Predict the column name churn using only the columns country and age from the table customers. Also return the prediction with these input variables.

SELECT country, age, churn, prediction FROM customers PREDICT(churn)

Ignoring Specific Columns

Predict the column name churn using the columns country and age from the table customers and ignore the user_id and name columns returned by the SELECT statement. Also return the prediction with these input variables.

SELECT user_id, name, country, age, churn, prediction FROM customers PREDICT(churn, auto_remove=True)

Using Automated Machine Learning

Enable the automated machine learning feature to predict conversion_rate in the table marketing_data.

SELECT * FROM marketing_data PREDICT(conversion_rate, use_automl=True)

What-If Analysis

Perform a what-if analysis for the feature age while predicting churn.

SELECT * FROM customers PREDICT(churn, what_if='age')

Running A/B Tests

Run an A/B test using user_id as the ID while predicting subscription_renewal in the table subscriptions.

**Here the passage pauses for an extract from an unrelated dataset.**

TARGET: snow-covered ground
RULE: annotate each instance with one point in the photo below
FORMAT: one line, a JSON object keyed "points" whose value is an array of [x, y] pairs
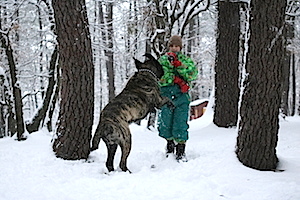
{"points": [[30, 171]]}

SELECT * FROM subscriptions PREDICT(subscription_renewal, ab_test_with='user_id')

Running A/B/C Tests

Run an A/B/C test using user_id as the ID while predicting purchase in the table e_commerce.

SELECT * FROM e_commerce PREDICT(purchase, abc_test_with='user_id')

Limiting Number of Classes

Limit the number of classes to 5 while predicting product_category in the table inventory.

SELECT * FROM inventory PREDICT(product_category, max_classes=5)

Ignoring Specific Columns

SELECT * FROM customers PREDICT(churn, ignore='user_id,name')

Using Regular Expression for Column Selection

SELECT * FROM customers PREDICT(churn, selector='^age|country$')